When your child begins to receive assignments involving more than one or two paragraphs, you can help him learn the various stages leading to a polished product. While good English teachers train students to organize, draft and review papers, there is seldom time for sufficient classroom practice. It will help to take the next steps home. The older the child, the more carefully can this process be.

  • Pump printing. Teach your child how to take a couple of minutes and brainstorm before writing a job. This is a time for defining the project, inspiring it and deciding on a general direction. Encourage him to use you as a panel for ideas. If writing is for school, make sure that the task is clearly explained. Help him learn how to ask questions like: What are the main things I want to do? Who’s the reader? What are the most important aspects of this topic? Encourage him to describe random ideas, words, and thoughts. They don’t have to be sentenced or come in any order. The object at this stage is to imaginatively think about the project.
  • Researching. For some tasks, your child will have to read before he begins to write. Help him use an encyclopedia, find books and magazine articles in the library or get more information on his topic online.
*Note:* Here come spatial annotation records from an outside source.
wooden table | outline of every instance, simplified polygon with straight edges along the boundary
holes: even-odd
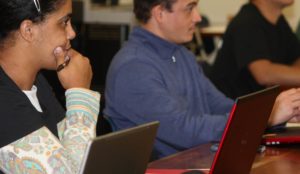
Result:
[[[214,154],[205,144],[154,161],[148,168],[155,169],[209,169]],[[251,174],[300,174],[300,145],[267,147],[258,153]]]

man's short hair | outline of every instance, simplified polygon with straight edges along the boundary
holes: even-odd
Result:
[[[151,17],[151,10],[156,5],[162,5],[165,9],[172,11],[172,5],[177,0],[134,0],[134,14],[137,20],[147,23]]]

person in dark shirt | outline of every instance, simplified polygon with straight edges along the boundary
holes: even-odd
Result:
[[[232,19],[209,78],[231,98],[300,86],[300,43],[282,10],[293,0],[251,0]]]
[[[5,0],[0,9],[0,173],[79,173],[100,94],[70,44],[72,0]],[[66,89],[66,111],[43,69]]]

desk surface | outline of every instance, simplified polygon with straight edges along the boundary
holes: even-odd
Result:
[[[155,169],[207,169],[210,168],[214,154],[205,144],[175,155],[154,161],[148,168]],[[267,147],[257,154],[251,174],[300,174],[300,145],[286,147]]]

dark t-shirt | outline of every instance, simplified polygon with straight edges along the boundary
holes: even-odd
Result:
[[[292,64],[300,57],[300,43],[284,16],[273,25],[251,3],[242,7],[229,24],[210,79],[228,97],[236,98],[260,89],[248,69],[258,59]]]
[[[42,126],[58,136],[57,123],[65,111],[56,100],[46,79],[39,74],[35,81],[43,113],[38,112],[28,97],[0,67],[0,147],[8,145]]]

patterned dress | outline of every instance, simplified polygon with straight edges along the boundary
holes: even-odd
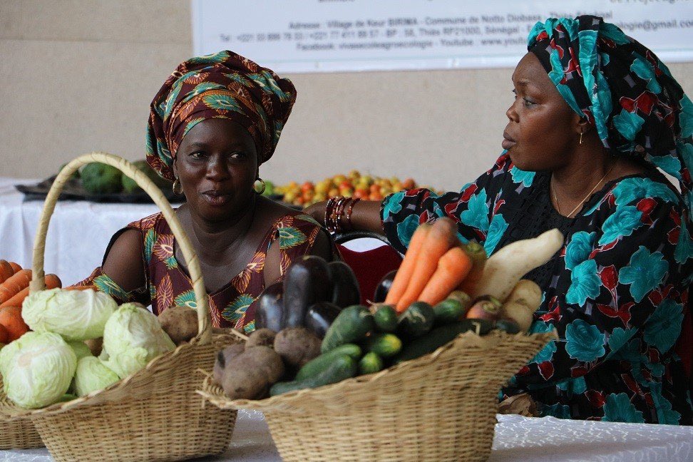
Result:
[[[559,339],[503,393],[528,392],[545,416],[691,424],[687,379],[674,351],[693,279],[680,196],[650,168],[607,183],[569,219],[554,210],[549,180],[503,155],[458,193],[387,197],[384,229],[404,252],[420,223],[448,216],[461,240],[478,242],[491,255],[559,228],[563,248],[527,276],[543,290],[531,332],[555,328]]]
[[[103,274],[101,267],[76,285],[94,285],[119,303],[151,304],[155,314],[172,306],[195,307],[192,282],[176,260],[173,233],[163,215],[157,213],[129,224],[113,236],[106,255],[118,236],[128,229],[137,230],[142,235],[147,287],[127,292]],[[255,302],[265,289],[263,270],[270,245],[279,240],[283,275],[292,262],[310,252],[321,229],[317,222],[299,212],[286,215],[274,222],[245,268],[226,285],[209,294],[212,325],[242,329],[246,333],[255,330]]]

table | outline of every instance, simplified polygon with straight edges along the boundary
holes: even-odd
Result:
[[[43,201],[24,201],[24,195],[14,185],[37,181],[0,177],[0,259],[16,262],[25,268],[31,263]],[[46,237],[46,272],[58,274],[63,287],[85,279],[101,265],[113,233],[158,211],[154,204],[58,201]],[[377,240],[364,239],[352,241],[346,247],[362,252],[381,245],[383,243]]]
[[[689,462],[693,427],[497,416],[488,462]],[[281,461],[262,413],[240,411],[229,449],[198,462]],[[0,462],[49,462],[48,450],[0,451]]]

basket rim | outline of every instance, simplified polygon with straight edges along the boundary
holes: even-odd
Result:
[[[492,339],[493,338],[493,339]],[[493,346],[498,344],[500,342],[513,339],[517,340],[525,341],[540,341],[543,346],[545,346],[550,341],[558,338],[555,330],[549,332],[542,332],[538,334],[527,334],[519,332],[518,334],[508,334],[501,331],[493,331],[483,336],[477,334],[476,332],[466,332],[458,334],[454,339],[448,342],[445,345],[438,347],[432,353],[428,353],[421,357],[409,361],[403,361],[395,366],[392,366],[386,369],[383,369],[374,374],[369,374],[364,376],[356,376],[350,379],[346,379],[336,384],[324,385],[314,389],[303,389],[289,391],[280,395],[270,396],[264,399],[230,399],[225,395],[215,394],[210,393],[205,389],[196,390],[195,392],[202,396],[205,400],[212,404],[222,409],[271,409],[275,405],[281,406],[287,403],[300,400],[306,396],[314,396],[318,395],[335,395],[340,392],[346,392],[348,390],[358,386],[362,384],[371,383],[383,380],[383,377],[394,373],[408,370],[416,367],[419,365],[423,366],[434,361],[441,354],[449,349],[461,346],[461,344],[465,343],[466,346],[473,346],[475,347],[483,348],[488,344],[493,343]],[[469,342],[471,342],[470,344]],[[532,356],[528,358],[528,360]],[[212,375],[208,372],[205,372],[207,376],[203,384],[206,386],[210,384]],[[207,388],[207,386],[205,386]]]
[[[211,343],[200,343],[200,337],[195,337],[190,342],[185,342],[175,349],[166,351],[154,358],[142,369],[132,374],[125,379],[111,384],[105,389],[93,391],[84,396],[80,396],[68,401],[58,402],[39,409],[25,409],[21,408],[7,400],[6,404],[0,404],[0,422],[19,420],[21,419],[34,419],[46,416],[55,415],[70,411],[71,409],[86,406],[96,406],[104,402],[114,401],[122,398],[123,392],[130,388],[130,384],[143,379],[144,377],[155,373],[160,363],[173,361],[186,352],[188,350],[198,346],[213,346],[216,342],[225,343],[237,343],[242,339],[231,333],[214,334]],[[5,397],[4,391],[0,389],[0,396]]]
If he writes a story with a colt as a character, he might want to see a horses book. If you report on a family trip, you may want to see some leftover brochures, maps, travel guides or photos of your family.
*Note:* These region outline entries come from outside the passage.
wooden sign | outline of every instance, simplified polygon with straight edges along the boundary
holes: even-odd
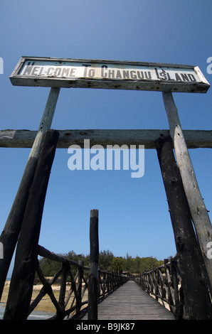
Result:
[[[21,57],[10,80],[18,86],[206,92],[198,66],[131,61]]]

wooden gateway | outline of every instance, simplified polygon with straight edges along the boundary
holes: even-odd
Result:
[[[208,244],[212,244],[212,227],[198,185],[188,148],[211,148],[212,134],[211,131],[201,130],[183,131],[172,95],[172,92],[206,93],[208,91],[210,85],[198,67],[157,63],[21,57],[10,80],[14,85],[50,87],[51,91],[37,133],[24,130],[0,131],[0,146],[32,147],[16,197],[0,237],[4,252],[4,259],[0,261],[0,295],[20,233],[21,237],[19,238],[16,250],[16,261],[13,273],[14,286],[11,289],[9,306],[11,306],[12,301],[14,300],[15,290],[17,291],[18,289],[16,281],[17,266],[20,266],[23,261],[23,263],[26,263],[28,268],[33,269],[34,273],[34,264],[36,262],[35,249],[39,235],[39,226],[37,226],[36,220],[32,217],[31,235],[28,241],[26,240],[23,235],[26,233],[27,227],[23,216],[26,205],[26,212],[33,214],[28,208],[28,190],[33,184],[35,175],[41,178],[41,174],[38,176],[35,174],[36,166],[41,153],[46,156],[45,152],[41,152],[41,148],[45,140],[45,134],[51,126],[60,89],[82,87],[149,90],[162,92],[169,124],[169,130],[58,131],[54,134],[56,138],[53,143],[51,144],[51,139],[49,139],[50,143],[47,144],[47,146],[53,146],[54,151],[56,146],[60,148],[68,147],[72,144],[71,140],[73,140],[75,144],[83,146],[84,139],[90,139],[92,144],[100,144],[104,147],[107,144],[120,145],[130,143],[136,145],[144,144],[146,149],[157,149],[169,200],[179,264],[183,269],[182,281],[185,289],[187,289],[185,318],[199,318],[198,317],[203,316],[209,318],[211,311],[205,312],[205,310],[211,310],[210,293],[211,296],[212,296],[212,259],[208,256]],[[73,136],[71,140],[70,134]],[[46,141],[48,141],[48,139],[46,138]],[[179,170],[176,170],[176,162],[172,156],[173,149]],[[50,164],[52,160],[53,156]],[[180,175],[180,178],[177,176],[178,175]],[[43,184],[44,193],[47,182],[48,180]],[[176,187],[176,183],[180,185],[180,187],[176,188],[173,193],[173,187]],[[176,197],[176,191],[179,191],[180,196],[185,198],[184,203],[179,201],[179,197]],[[35,195],[36,193],[35,192]],[[31,193],[31,203],[33,202],[32,195]],[[43,196],[41,192],[41,200],[43,201]],[[38,196],[36,200],[40,200]],[[184,208],[181,210],[182,205]],[[41,212],[40,216],[41,215]],[[182,232],[181,235],[179,230]],[[189,241],[184,237],[186,235],[184,234],[184,232],[192,235]],[[32,242],[33,235],[36,236],[36,240],[34,239]],[[186,244],[187,248],[184,247]],[[31,244],[33,247],[30,259],[31,266],[28,262],[27,264],[25,262],[26,254],[23,254],[23,249],[27,246],[26,249],[31,247]],[[194,260],[194,257],[189,256],[188,253],[189,252],[191,254],[193,250],[196,254]],[[199,274],[200,271],[201,274]],[[193,280],[192,275],[188,274],[188,272],[194,273],[194,274],[196,276],[196,281]],[[32,271],[30,274],[31,273]],[[93,272],[93,275],[97,277],[97,274]],[[31,276],[29,279],[26,274],[21,283],[21,289],[19,287],[21,290],[24,290],[24,284],[26,288],[28,287],[33,279],[33,277]],[[192,284],[190,284],[191,280]],[[204,281],[205,286],[201,296],[199,294],[195,295],[192,292],[196,286],[199,286],[200,280]],[[196,284],[196,286],[194,284]],[[192,286],[192,290],[189,289],[189,286]],[[21,291],[19,297],[20,299],[15,308],[16,310],[18,308],[18,303],[21,303]],[[28,303],[29,295],[23,298],[26,298],[25,301],[26,303]],[[197,303],[196,298],[198,299]],[[201,305],[203,305],[202,310],[204,310],[205,316],[199,313],[195,305],[198,305],[198,309],[201,308]],[[9,307],[6,310],[9,312]],[[14,317],[15,318],[15,314]]]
  • Make an overview. Learn to organize your child’s thoughts by writing down the main points he wants to make and arranging them in the order he wants to. When he begins to write, remember to refer from time to time to this outline.
  • Writing a hard draft. Explain that the rough draft is just that rough to your child. It’s a piece of work and shouldn’t look polished. In fact, the first draft is not very similar to the last copy for many writers. The object at this stage is to get a first staff to get what he wants to say on paper. Spelling and writing errors are not crucial-they will be fixed in a future draft. Let him know that it’s okay to change words, get rid of sentences and add new ideas.
  • Review of the draft. Once the first draft (or computer screen) is on paper, your child is ready to edit and rewrite. He should read it over – it can help to read it aloud to decide if the writing is clear and to tell what he wants to tell. Encourage him to add and delete, move sentences, think of more descriptive words, fill in incomplete thoughts and remove foreign ones where necessary. He may want to write a second draft, if necessary. The older the child, the more you can produce and edit. For questions that your child should learn when revising, see ” Review a draft ” below. Many kids don’t like editing and rewriting because they think it’s a failure admission. More effort is also needed.) Teach your child that, on the contrary, good writing requires a lot of rewriting. As Samuel Johnson remarked, ” What is written effortlessly is generally read without pleasure. “
  • Once your child is satisfied with his draft, he should make a careful and final copy. Students who use a computer must finalize their writing by choosing formatting, such as fonts, margins, and line spacing. Finally, no writing is complete until your child checks his work for errors. Teach your child that these gruesome mistakes are usually easier to detect if he puts the paper aside for a while and returns to it with a fresh eye.